China may have the world’s fastest supercomputer. Tianhe-1A, which is translated from Chinese for “River in the Sky” or “Milky Way”, is capable of sustained computing of 2.507 petaflops – equivalent to 2,507 trillion calculations – each second.
The US scientist who maintains the international rankings said he believed Tianhe-1A was 1.4 times faster than the former number one, the Cray XT5 Jaguar in Oak Ridge, Tennessee.

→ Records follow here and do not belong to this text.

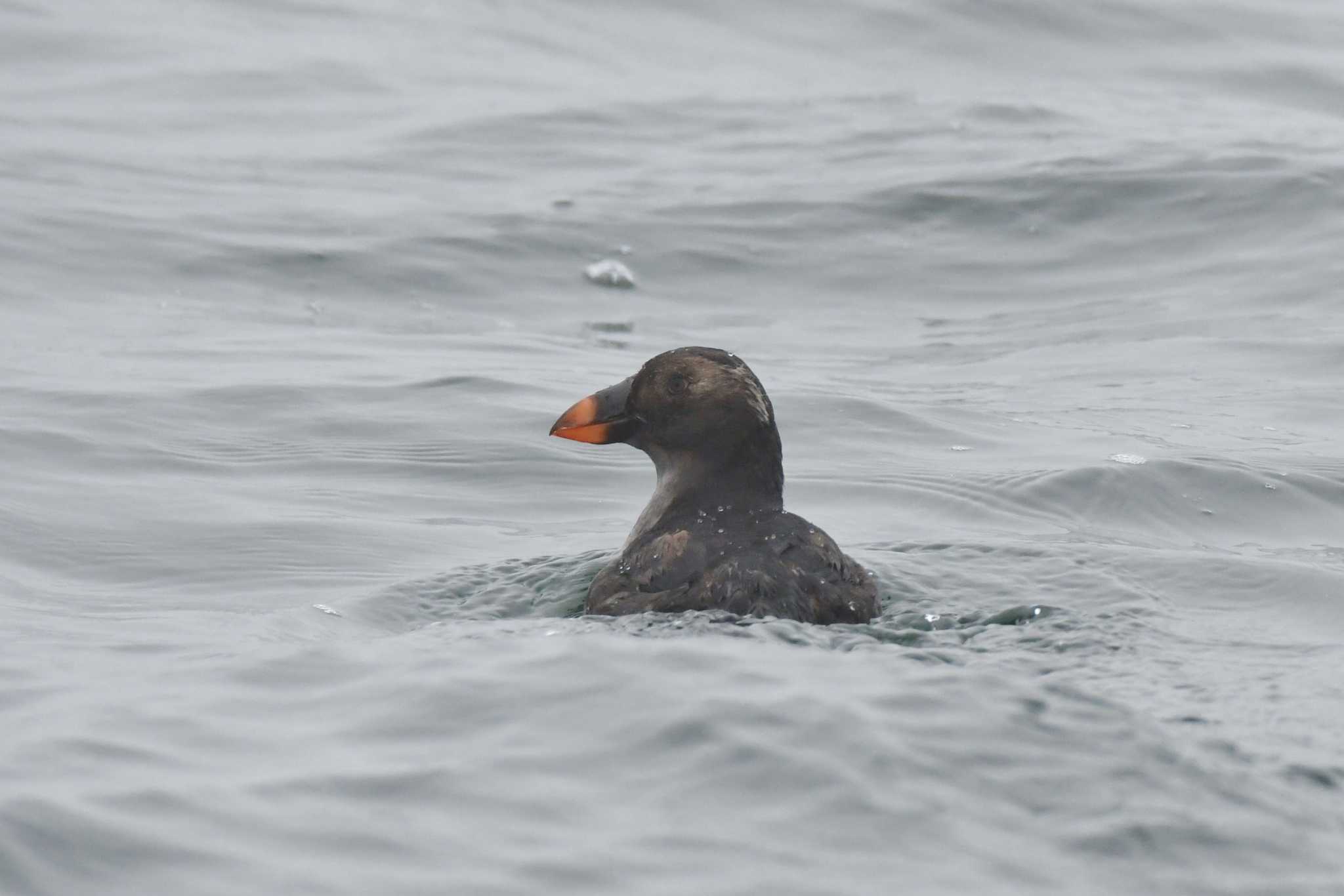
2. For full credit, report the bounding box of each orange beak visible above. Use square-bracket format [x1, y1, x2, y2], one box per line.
[551, 380, 637, 445]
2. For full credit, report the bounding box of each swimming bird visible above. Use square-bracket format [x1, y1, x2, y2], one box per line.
[551, 346, 881, 623]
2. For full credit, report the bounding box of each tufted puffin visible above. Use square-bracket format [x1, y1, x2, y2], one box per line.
[551, 346, 881, 623]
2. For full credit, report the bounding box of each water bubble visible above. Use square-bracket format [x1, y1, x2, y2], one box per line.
[583, 258, 635, 289]
[1109, 454, 1148, 466]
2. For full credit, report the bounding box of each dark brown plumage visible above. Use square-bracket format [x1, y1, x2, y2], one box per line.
[551, 348, 881, 623]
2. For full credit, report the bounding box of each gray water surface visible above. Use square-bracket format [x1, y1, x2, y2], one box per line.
[0, 0, 1344, 896]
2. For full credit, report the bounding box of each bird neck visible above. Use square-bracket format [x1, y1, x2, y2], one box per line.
[626, 426, 784, 545]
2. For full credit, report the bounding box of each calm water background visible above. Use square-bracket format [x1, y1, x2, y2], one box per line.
[0, 0, 1344, 895]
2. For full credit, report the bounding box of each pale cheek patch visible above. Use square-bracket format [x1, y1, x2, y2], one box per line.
[727, 367, 770, 423]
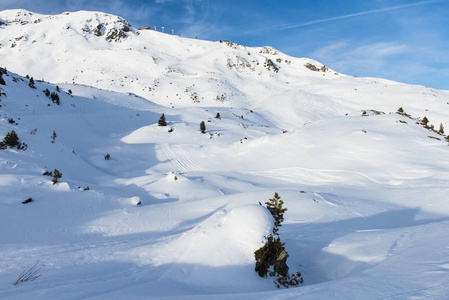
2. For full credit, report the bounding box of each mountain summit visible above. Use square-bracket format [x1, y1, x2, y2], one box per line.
[0, 10, 449, 299]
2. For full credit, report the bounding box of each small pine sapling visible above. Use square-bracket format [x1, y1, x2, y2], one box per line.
[254, 193, 304, 288]
[157, 114, 167, 126]
[200, 121, 206, 133]
[51, 169, 62, 184]
[28, 77, 36, 89]
[265, 193, 287, 234]
[50, 92, 61, 105]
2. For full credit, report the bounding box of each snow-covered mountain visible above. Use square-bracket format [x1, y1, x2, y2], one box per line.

Tianhe-1A was created by the National University of Defense Technology (NUDT) in Tianjin, China. It uses 7,168 Nvidia Tesla M2050 GPUs and 14,336 Intel Xeon CPUs. The system weighs 155 tons and has 103 cabinets that cover 1,000 square meters.The system consumes 4.04 megawatts of electricity.
The supercomputer, which comprises 103 computer racks that cover 17,000 square feet, was created by 200 computer scientists over two years and it costs $88 million. NUDT said it will be used “to process seismic data for oil exploration, conduct biomedical computing, and to help design aerospace vehicles.”
A computing expert at the University of Tennessee, Jack Dongarra said: “Certainly there’s some nationalistic pride in having the fastest computer, but it’s also a signal that the U.S. is not the dominant force when it comes to supercomputing.”